Even when he is not discharged, simmering resentment over grievances
like non-promotion or harassment may cause him to reach such a
level of frustration that he quits. [FN203]
While legally available, reinstatement ceases to be a practical
option after months, or years, have elapsed since the employee
was on the job. *521 Rarely does the defendant offer, or the plaintiff
seek, reinstatement in such circumstances. My practice starkly
illustrates this point. Approximately ninety-five percent of the
employees of private firms whom I have encountered no longer worked
for the defendant-employer. This statistic contrasts with a mere
twenty-five percent of the government worker-plaintiffs, who enjoy
civil service protection from unjustified firing instead of serving
at management's will.
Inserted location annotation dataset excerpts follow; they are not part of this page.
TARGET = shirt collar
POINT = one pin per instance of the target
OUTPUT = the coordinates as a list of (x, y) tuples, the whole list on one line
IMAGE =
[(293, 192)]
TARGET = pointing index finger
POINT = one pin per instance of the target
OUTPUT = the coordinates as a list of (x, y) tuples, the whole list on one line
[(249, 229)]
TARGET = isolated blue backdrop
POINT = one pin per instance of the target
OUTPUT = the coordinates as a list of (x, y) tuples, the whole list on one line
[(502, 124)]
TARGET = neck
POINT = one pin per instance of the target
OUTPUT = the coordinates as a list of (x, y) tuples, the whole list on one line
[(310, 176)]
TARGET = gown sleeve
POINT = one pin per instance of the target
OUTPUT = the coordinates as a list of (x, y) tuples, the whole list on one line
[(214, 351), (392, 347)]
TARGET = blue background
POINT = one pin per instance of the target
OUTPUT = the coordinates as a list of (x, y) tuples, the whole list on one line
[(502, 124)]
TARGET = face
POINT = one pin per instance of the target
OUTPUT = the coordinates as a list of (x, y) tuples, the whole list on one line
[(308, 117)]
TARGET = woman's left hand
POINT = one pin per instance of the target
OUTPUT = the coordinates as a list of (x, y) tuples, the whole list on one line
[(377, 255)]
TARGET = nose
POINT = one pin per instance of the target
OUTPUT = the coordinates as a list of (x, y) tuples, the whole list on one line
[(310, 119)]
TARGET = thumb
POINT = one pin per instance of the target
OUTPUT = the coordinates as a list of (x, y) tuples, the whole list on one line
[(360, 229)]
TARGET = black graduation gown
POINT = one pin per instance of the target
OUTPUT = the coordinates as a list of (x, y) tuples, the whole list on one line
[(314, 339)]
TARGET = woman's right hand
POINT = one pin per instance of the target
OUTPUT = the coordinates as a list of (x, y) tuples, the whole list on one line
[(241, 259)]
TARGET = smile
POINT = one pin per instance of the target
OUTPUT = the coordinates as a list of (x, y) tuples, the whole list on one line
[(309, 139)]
None of these plaintiffs, in either the public
or private sector, was rehired; few, I recall, even wanted to be.
Reinstatement aside, "old" cases generally offer little
scope for inventive bargaining. Negotiation generally focuses on
purely distributive damages issues.
To be sure, some modest non-monetary forms of relief crop up
upon occasion-for example: sanitizing a bad record, providing a
reference (if the complainant still requires one), and expressing "regret"
for what occurred. [FN204]
An actual apology smacks too much of a confession of "guilt" for
most defendants or their lawyers to stomach, even when the employer
quite clearly did something unfair, if not illegal.
Sometimes, too, the mediator can help the parties deal creatively
with dollars. For instance, the agreement between Derek and the
law firm that failed to hire him stipulated that a portion of the
money would go to a charity of Derek's choice in the name of Morris,
the senior partner. Other cases have culminated in structured settlements
of various kinds, taking account of the participants' needs with
respect to taxation [FN205]
and other matters. In addition, when making a mediator's proposal
of a compromise solution, I try to light on a sum that has particular
meaning for at least one party. As an illustration, where an employee
was denied a promotion, I picked an otherwise "ballpark" number
that equated to the marginal amount she would have earned had she
gotten the promotion and then quit two years later--as in fact
she did--to become a full-time mother. Contrary to what lawyers
frequently say to the mediator, it is never "just about money;" psychology
counts.
Nonetheless it remains true that early mediation holds considerably
more promise of specific, not purely monetary, relief. To some
degree, this phenomenon is due to another harmful effect of litigation
and delay: their tendency to lessen
mediation's ability to salvage or repair relationships. [FN206]
Association between the employer and the ex-employee has ordinarily
long since ended by the time litigation ensues: [FN207]
mutual commitment has been replaced by mutual distrust. In such
an atmosphere, parties often will not risk agreeing to terms that,
unlike an immediate payment, take time to fulfill or entail some
subjectivity in judging performance. Thus, for example, even where
the plaintiff is still unemployed, I have had trouble "selling"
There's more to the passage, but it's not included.